The chronification of pain after surgery and other forms of trauma is common, results in suffering, poor functional recovery, and delays return to normal activities. In addition, chronic pain contributes to mood disorders and cognitive decline. Pain after surgery/trauma to the extremities is particularly common and is of high impact in military, Veteran and civilian populations. Emerging data suggest that posttraumatic immune system activation mediated by the formation of autoantibodies contributes to the chronification of pain. Critically, we may have the ability to control posttraumatic immune activation using existing mechanistically distinct, clinically available well-tolerated pharmacological agents.
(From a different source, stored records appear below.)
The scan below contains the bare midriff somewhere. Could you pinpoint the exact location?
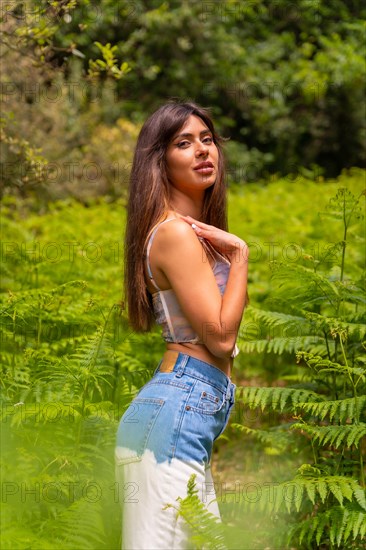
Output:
[145,268,234,377]
[166,342,234,377]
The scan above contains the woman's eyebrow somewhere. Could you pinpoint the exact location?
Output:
[173,130,212,139]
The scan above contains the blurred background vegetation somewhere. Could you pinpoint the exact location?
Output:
[0,0,366,550]
[1,0,366,204]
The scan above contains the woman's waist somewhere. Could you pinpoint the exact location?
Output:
[166,342,233,378]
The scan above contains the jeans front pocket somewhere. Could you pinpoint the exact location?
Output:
[115,397,164,465]
[192,382,225,415]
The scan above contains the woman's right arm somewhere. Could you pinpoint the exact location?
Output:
[149,220,248,358]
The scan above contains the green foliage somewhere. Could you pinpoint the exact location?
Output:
[234,188,366,548]
[0,196,163,550]
[165,474,226,550]
[0,172,366,550]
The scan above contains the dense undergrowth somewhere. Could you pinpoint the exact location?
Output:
[1,170,366,549]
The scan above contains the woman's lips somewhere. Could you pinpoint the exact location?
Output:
[194,166,214,174]
[194,161,215,174]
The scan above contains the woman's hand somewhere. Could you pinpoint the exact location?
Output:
[181,216,249,262]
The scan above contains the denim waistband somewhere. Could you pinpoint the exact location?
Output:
[154,352,236,399]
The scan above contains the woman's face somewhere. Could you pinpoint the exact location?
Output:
[166,115,219,195]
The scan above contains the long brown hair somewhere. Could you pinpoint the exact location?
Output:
[124,101,227,332]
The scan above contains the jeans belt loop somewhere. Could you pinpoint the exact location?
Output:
[175,354,189,378]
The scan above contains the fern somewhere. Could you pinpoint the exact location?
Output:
[165,474,227,550]
[289,503,366,548]
[301,395,366,422]
[291,423,366,449]
[239,387,324,412]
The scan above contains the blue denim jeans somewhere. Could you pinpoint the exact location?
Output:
[115,350,235,550]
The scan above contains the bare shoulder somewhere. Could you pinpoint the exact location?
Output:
[155,218,201,253]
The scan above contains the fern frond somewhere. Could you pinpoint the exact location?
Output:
[300,395,366,422]
[272,262,340,308]
[240,336,324,355]
[231,423,294,454]
[289,503,366,548]
[291,422,366,449]
[166,474,227,550]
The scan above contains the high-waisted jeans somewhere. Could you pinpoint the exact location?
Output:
[115,350,236,550]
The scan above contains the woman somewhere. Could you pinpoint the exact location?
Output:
[116,102,248,550]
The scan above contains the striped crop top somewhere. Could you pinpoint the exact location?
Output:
[145,218,239,357]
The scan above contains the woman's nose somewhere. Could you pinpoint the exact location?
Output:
[196,142,208,157]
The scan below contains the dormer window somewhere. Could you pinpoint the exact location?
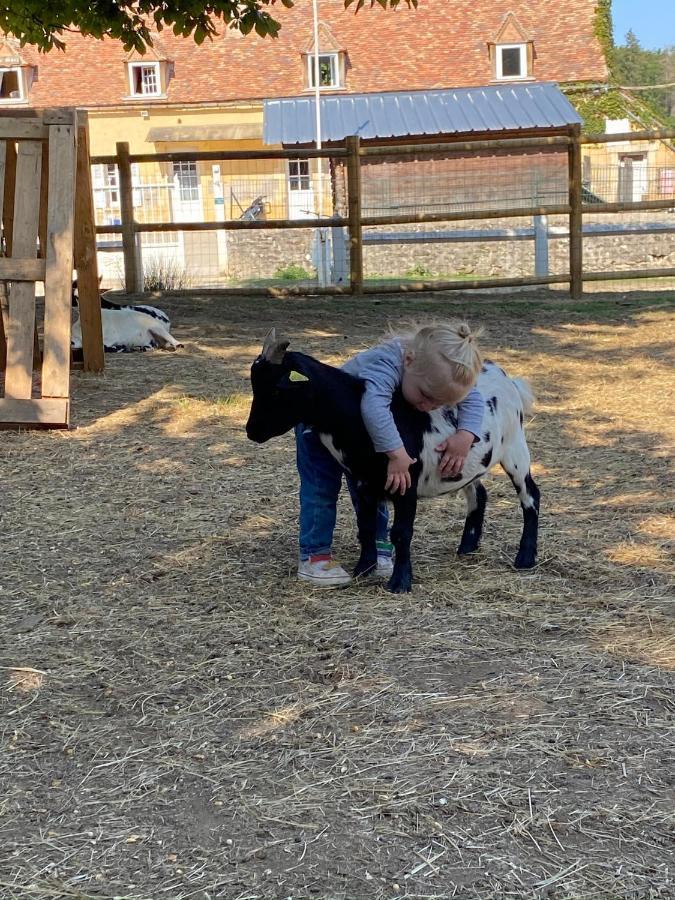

Drugs potently regulating oxidative stress and the activation of B lymphocytes in germinal centers are key in this regard. Our studies make extensive use of a limb fracture model in mice. In work performed to-date we have demonstrated that the activator of nrf2, a transcription element responsive to oxidate stress with the agent dimethyl fumarate (DMF) leads to a reduction in nociceptive and functional changes after limb fracture, a reduction in pain supporting autoantibodies, reduce activation of germinal centers in B lymphocytes and moderate reductions in the production of pain-related cytokines in the skin of fractured animals as well as reduced levels of oxidized protein derivatives. While only the beginning of a 4-year project, we are now positioned to refine our understanding of the roles of oxidative stress and the transition from acute to chronic pain.